As we step into the New Year, Florence Udoh speaks with manufacturers on their expectations from the federal government in the new year, after a cursory reflection on 2012 policies.
The national president of the Nigerian Association of Chambers of Commerce, Industry, Mines and Agriculture (NACCIMA), Dr. Herbert AdemolaAjayi, in a chat with LEADERSHIP said that the 2012 performance did not translate to any significant positive impact on the real sector of the economy and the citizenry.
He said for the business community, the challenges arising from unfriendly operating environment and infrastructural constraints, particularly in the areas of power and energy, and of course, security, which when summed up and added to other challenges, economic and social ailments, would easily wipe out any gains or progress recorded in the manufacturing sector in 2012.
He noted that available statistics on macro-economic indicators showed some development in 2012, including an exchange rate, which stabilised within a band of N155 and N161 to the dollar; inflation rate, which went up from 10.3 per cent in December 2011 to 11.3 per cent in September 2012; a GDP growth rate, which also went down from 7.40 per cent in December 2011 to 6.28 per cent at the end of second quarter of 2012.

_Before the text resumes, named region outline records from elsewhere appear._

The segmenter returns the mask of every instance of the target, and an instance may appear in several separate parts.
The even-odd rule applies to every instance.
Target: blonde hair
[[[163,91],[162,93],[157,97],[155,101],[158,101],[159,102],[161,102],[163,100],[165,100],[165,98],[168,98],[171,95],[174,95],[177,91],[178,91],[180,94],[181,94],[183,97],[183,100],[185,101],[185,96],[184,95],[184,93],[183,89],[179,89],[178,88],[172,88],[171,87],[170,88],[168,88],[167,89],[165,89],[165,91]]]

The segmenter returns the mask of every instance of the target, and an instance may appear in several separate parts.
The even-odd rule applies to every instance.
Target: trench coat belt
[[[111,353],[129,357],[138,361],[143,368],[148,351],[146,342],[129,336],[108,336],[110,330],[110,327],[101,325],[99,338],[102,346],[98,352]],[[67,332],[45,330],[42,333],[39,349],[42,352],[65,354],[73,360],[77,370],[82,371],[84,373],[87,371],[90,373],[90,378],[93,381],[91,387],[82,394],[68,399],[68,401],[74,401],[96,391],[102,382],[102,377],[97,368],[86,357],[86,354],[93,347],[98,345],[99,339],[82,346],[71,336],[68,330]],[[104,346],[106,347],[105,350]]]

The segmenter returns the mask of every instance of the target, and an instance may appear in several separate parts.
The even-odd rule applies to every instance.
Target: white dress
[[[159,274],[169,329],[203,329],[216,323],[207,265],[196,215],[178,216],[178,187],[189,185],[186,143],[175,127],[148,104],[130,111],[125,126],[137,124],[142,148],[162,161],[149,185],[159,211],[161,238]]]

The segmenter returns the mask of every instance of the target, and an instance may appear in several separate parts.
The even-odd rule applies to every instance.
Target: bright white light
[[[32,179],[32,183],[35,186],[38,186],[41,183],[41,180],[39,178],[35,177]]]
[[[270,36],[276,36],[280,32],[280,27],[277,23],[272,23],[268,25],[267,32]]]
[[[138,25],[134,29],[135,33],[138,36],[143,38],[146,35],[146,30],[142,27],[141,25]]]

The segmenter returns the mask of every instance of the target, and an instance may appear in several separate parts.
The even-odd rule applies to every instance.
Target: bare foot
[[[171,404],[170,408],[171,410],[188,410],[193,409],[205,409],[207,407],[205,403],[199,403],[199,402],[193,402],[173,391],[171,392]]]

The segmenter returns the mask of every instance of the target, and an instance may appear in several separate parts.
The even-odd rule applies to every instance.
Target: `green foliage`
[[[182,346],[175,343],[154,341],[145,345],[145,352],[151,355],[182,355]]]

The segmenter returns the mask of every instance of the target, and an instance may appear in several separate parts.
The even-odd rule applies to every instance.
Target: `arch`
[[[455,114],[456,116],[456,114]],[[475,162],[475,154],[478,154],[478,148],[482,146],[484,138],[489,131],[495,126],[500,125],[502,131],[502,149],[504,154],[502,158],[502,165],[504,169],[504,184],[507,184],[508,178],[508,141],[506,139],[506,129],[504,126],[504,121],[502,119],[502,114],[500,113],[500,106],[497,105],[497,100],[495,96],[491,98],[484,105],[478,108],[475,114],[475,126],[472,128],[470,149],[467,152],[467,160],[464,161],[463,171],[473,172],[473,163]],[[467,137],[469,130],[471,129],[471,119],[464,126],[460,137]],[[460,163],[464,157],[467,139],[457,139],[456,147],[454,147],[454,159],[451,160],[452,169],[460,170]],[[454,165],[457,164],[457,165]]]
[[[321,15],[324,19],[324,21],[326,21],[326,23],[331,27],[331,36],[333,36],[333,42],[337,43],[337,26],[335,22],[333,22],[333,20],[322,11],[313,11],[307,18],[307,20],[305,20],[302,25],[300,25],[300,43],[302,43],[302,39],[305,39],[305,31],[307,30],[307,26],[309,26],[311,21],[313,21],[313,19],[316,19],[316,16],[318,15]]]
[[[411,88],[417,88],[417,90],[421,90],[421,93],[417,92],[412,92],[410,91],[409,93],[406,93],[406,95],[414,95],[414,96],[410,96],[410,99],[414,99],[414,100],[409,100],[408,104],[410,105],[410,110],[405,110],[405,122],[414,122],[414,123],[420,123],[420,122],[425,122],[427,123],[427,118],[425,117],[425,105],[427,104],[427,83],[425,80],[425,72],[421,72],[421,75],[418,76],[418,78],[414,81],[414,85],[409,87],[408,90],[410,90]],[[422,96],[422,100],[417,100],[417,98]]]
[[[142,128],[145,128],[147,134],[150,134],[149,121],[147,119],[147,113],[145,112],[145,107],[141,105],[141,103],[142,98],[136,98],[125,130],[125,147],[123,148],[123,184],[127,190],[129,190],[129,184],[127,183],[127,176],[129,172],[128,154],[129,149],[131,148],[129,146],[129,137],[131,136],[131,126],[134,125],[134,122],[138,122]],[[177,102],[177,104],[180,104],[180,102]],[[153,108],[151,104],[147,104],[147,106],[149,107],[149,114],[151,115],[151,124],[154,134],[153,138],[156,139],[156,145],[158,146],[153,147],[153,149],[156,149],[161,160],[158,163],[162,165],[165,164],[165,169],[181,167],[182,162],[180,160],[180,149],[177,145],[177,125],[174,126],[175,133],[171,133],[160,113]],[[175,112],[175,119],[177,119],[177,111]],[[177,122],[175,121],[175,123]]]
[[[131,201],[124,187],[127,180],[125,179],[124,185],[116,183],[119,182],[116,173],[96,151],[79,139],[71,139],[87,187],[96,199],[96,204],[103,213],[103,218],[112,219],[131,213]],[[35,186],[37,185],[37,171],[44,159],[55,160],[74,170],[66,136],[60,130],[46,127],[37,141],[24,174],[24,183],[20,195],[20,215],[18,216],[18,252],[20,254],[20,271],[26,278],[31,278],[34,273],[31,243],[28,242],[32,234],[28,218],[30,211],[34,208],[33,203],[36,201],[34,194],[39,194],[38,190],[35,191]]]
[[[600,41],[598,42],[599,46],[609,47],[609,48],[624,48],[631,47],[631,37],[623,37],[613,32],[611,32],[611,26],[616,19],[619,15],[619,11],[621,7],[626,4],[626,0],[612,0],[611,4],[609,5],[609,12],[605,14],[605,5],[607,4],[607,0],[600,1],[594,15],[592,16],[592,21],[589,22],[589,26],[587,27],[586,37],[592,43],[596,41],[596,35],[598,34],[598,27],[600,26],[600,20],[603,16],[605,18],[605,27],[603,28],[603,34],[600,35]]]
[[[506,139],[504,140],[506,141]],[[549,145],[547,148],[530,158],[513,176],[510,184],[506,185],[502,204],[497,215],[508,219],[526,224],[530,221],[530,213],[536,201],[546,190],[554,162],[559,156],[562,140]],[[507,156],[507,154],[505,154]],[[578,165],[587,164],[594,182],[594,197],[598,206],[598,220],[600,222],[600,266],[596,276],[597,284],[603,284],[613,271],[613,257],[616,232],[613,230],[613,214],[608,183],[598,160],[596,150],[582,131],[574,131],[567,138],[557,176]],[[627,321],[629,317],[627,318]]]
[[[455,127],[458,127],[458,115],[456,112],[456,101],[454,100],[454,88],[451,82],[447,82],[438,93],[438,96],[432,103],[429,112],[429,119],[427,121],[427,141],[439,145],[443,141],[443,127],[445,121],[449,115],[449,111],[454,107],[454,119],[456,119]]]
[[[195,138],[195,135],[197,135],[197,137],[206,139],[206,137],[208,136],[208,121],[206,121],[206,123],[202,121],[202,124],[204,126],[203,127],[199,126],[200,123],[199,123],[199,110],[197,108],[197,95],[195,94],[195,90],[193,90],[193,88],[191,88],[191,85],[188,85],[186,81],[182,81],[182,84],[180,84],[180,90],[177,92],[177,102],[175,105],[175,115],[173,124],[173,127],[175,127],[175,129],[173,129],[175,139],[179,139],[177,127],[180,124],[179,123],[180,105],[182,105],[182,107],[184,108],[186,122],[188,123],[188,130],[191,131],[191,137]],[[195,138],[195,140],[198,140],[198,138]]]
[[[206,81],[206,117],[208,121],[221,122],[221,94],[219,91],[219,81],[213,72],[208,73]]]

According to Ajayi, external reserves rose from $34.4 billion in December 2011 to $45.6 billion as at November 19, 2012. Interest rate, he said, remained double digit, hovering between 17 per cent and 28 per cent as against a single digit rate expected by business operators.
The NACCIMA boss said industrialists are also worried that despite the recent high tariff charged by the Power Holding Company of Nigeria (PHCN), electricity supply is yet to reduce the burden of private power generation for businesses and the citizens since the government's intention to meet the 6,000 megawatts (MW) to 10,000MW has been difficult, saying that this has contributed, as always, to the high cost of doing business estimated at about 40 per cent.
However he pointed out that there were significant gains in the cement sub-sector even as he urged the business community to forge ahead and reap the gains from the sector.
But according to the director-general of the Lagos Chamber of Commerce and Industry (LCCI), Muda Yusuf, the transformation of the Nigerian economy is critically dependent on the quality of investment climate.
He noted that in an assessment of the business environment in 2012 carried out by the chamber, it discovered that the business and economic environment was typically characterised by upsides and downsides, but the latter seemed to outweigh the former.
The economy, he said, offered tremendous opportunities during the year, but the capacity of investors to harness the opportunities was constrained by the prevailing challenges of the operating environment, adding that the limitations were even more profound for indigenous entrepreneurs.
"The country is reputed for its robust natural endowments, youthful demography, large coastlines, largest population in the continent, seventh largest oil-exporting country in the world, a large enterprising population, an innovative banking sector, a GDP growth of 6.6 per cent, which is one of the best globally; rising foreign reserves which was $44.5 billion as at November 2012, excess crude account of $9.6 billion and a stable polity, bolstered by increased credibility of the electoral process. All these formed the major components of the upside in the economy in 2012," the chamber said, but lamented that for most investors, the downside was more overwhelming, as the operating environment was generally adjudged to be unsatisfactory by many investors, which had profound impact on returns on investment (RoI) and profit margins.
It noted that some of the challenges faced by many investors during the year included weak consumer demand; high cost and low access to credit; cumbersome cargo clearing processes; high transportation costs, especially because of the collapse of the rail system; institutional problems, and corruption, especially in relation to public sector transactions. Other concerns of the manufacturing sector in 2012 were the uncertainty and inconsistency in the policy environment, growing insecurity, manpower issues and the relevance of educational curriculum to the needs of the economy, high level of receivables across sectors, power supply challenges, poor sectorial linkages and weak commitment to the development of indigenous enterprise.
The chamber however noted that the there was prospects for the cocoa and rubber sector in terms of exports in the new year 2013.